Armstrong company prepared to deal with cooking oil and grease for recycling

Don’t pour leftover grease drippings down the drain—recycle them.

  • Nov. 27, 2012 8:00 a.m.

Do you deep fry your turkey, or have kitchen leftover grease drippings you don’t know what to do with?

Don’t pour them down the drain, as now you can recycle them.

The Regional Waste Reduction office, in partnership with McLeod’s Byproducts of Armstrong, has set up a program for residents to be able to dispose of their leftover household cooking oils and congealed grease at either the Westside Residential Disposal and Recycling Center in West Kelowna, or at the Glenmore Landfill in Kelowna.

Waste reduction facilitator Rae Stewart says cooking oils and grease from roasting, frying and baking turkeys, chickens and other meats can collect in and clog your drains-and harm the environment in the process.

“You don’t want to pour this stuff down your drain, it can congeal, block your pipes, and create a real mess,” Stewart said.

“Dumping it in your yard isn’t a good option either, it’s harmful to the environment—when it rains the oily residue runs off into the storm drain, eventually reaching our waterways without treatment.

If you have large volumes of cooking oil, you can pour it into the receptacles provided at the Westside Recycling Center or Glenmore Landfill.

If you have congealed grease, it’s recommended you put it in a metal can or container and drop the whole metal container into the recycling receptacle provided.

As a reminder, Stewart says don’t place anything other than cooking oil and kitchen grease into the recycling containers provided—i.e. no petroleum oil such as motor oil, food items, plastic containers, or garbage.
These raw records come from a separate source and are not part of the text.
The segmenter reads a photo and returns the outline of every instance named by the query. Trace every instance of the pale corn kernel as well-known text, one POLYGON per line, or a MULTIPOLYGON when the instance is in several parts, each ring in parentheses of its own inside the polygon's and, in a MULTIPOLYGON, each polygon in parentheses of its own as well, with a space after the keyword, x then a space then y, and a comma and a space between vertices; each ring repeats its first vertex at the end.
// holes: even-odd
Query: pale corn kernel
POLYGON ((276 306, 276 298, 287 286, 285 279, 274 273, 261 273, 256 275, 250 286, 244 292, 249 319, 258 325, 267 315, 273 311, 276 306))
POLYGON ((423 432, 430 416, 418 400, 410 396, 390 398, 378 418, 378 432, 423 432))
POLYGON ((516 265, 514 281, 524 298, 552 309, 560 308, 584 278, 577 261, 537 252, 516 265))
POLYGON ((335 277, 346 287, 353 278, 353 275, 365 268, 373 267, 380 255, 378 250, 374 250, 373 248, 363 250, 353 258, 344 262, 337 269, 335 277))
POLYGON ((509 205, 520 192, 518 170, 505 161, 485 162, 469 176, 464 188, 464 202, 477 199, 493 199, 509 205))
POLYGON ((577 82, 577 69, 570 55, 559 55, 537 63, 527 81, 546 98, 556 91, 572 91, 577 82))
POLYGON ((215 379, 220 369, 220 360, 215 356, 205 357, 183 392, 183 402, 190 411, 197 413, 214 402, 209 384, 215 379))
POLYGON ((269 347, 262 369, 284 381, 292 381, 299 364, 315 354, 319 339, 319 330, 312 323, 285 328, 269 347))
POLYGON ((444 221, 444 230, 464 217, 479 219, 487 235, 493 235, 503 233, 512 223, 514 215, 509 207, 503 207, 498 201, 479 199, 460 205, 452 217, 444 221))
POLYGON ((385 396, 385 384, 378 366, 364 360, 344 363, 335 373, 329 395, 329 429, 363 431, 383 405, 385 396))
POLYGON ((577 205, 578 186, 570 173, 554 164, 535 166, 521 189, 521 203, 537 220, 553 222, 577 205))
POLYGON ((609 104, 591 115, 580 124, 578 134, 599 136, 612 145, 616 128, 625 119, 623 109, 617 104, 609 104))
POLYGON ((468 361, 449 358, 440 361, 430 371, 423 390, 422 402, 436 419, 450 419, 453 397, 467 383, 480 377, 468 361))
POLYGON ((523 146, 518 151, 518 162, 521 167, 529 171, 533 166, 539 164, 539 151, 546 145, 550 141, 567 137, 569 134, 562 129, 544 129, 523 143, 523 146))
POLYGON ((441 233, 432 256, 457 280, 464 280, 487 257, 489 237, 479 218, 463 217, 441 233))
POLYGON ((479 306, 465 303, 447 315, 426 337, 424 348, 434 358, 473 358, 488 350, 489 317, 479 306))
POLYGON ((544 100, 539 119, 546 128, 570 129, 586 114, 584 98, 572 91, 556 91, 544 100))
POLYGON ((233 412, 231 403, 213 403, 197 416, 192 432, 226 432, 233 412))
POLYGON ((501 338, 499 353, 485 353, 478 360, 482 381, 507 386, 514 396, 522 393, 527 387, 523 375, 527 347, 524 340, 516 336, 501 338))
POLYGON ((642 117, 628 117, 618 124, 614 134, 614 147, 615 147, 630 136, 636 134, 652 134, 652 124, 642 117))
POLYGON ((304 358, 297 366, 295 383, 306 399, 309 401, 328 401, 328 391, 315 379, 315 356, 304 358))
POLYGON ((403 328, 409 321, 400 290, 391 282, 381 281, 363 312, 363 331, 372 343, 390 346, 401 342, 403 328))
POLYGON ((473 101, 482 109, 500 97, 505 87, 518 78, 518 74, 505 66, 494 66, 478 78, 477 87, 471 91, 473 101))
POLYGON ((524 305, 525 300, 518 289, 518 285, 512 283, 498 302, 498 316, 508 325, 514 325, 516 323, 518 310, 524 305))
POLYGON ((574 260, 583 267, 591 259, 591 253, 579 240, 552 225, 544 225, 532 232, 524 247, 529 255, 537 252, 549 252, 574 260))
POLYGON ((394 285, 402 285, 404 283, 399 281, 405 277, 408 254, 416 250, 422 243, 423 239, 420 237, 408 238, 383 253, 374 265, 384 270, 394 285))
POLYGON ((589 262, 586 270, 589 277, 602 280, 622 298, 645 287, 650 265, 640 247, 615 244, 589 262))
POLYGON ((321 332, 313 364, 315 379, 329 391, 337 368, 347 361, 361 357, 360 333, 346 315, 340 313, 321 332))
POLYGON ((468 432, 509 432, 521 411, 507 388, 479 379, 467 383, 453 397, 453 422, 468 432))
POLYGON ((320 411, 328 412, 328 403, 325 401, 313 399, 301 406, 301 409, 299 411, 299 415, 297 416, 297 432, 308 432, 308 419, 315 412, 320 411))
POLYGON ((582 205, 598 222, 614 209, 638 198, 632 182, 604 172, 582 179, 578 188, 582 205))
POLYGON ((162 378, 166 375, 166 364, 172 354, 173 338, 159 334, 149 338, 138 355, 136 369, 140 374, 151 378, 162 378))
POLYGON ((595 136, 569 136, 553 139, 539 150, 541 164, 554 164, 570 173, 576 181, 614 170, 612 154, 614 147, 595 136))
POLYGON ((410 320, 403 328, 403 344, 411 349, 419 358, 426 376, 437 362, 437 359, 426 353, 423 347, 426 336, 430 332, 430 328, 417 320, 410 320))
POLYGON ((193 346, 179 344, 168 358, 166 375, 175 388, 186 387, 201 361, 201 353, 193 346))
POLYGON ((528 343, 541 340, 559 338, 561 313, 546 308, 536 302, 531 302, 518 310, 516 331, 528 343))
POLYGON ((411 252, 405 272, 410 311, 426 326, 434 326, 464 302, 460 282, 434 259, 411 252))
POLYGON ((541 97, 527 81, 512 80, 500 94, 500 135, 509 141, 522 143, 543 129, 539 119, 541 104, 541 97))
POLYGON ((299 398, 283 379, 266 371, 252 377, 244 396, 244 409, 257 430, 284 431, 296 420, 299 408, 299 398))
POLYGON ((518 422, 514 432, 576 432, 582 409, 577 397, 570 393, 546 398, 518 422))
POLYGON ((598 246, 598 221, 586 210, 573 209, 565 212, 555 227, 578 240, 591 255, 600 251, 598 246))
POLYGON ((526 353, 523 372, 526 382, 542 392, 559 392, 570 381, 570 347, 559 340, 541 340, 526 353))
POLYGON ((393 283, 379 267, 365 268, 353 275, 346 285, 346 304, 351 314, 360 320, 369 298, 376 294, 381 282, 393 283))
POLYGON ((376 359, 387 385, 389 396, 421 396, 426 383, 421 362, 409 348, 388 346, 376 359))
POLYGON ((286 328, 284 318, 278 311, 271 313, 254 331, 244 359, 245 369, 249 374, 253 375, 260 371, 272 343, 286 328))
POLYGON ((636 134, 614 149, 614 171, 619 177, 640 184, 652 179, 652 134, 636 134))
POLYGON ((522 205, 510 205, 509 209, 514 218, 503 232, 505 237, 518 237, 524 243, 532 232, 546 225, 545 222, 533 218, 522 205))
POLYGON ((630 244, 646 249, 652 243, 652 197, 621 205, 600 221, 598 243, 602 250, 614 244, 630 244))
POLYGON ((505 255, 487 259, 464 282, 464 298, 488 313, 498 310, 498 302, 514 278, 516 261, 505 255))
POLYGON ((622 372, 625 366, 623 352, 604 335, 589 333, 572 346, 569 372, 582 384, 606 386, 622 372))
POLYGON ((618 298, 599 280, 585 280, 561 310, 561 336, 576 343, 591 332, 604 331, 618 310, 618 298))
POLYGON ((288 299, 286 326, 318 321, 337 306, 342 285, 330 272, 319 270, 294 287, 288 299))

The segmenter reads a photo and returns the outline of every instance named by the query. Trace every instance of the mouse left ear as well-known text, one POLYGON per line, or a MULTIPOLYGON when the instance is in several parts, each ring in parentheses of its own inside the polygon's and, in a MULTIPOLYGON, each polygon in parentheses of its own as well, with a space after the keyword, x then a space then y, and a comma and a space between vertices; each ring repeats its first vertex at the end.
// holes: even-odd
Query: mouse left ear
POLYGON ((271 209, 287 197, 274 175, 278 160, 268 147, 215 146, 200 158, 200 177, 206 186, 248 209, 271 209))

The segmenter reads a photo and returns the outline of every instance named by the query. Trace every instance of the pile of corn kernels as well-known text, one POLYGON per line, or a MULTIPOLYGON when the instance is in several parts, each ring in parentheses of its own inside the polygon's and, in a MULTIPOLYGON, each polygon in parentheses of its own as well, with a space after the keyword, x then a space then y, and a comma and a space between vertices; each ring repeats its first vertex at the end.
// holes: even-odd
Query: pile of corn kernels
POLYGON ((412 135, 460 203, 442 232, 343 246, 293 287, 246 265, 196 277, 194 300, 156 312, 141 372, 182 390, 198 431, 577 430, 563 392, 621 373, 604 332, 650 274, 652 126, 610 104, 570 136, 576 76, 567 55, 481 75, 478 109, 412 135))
Brian Scott, plant manager with McLeod’s Byproducts, says your repurposed kitchen leftovers will end up as a food source all over again.

“Once the cooking oils and grease are collected, we mechanically remove the solids and moisture, heat the oils at a very high temperature, then stabilize them with an antioxidant,” Scott said.

“We then sell the finished product to feed mills where they formulate it into various feeds for chicken, turkey and hogs.

If you must toss your kitchen oils and grease, here are a few simple tips to follow:

• Make sure to put them in a heat resistant container with a sealable lid, then throw in trash

• Or mix with unscented kitty litter, sawdust or sand to solidify the oil first and then dispose

• Or store the oil for later use, oil can be kept for up to six months and reused, first strain then store in the freezer.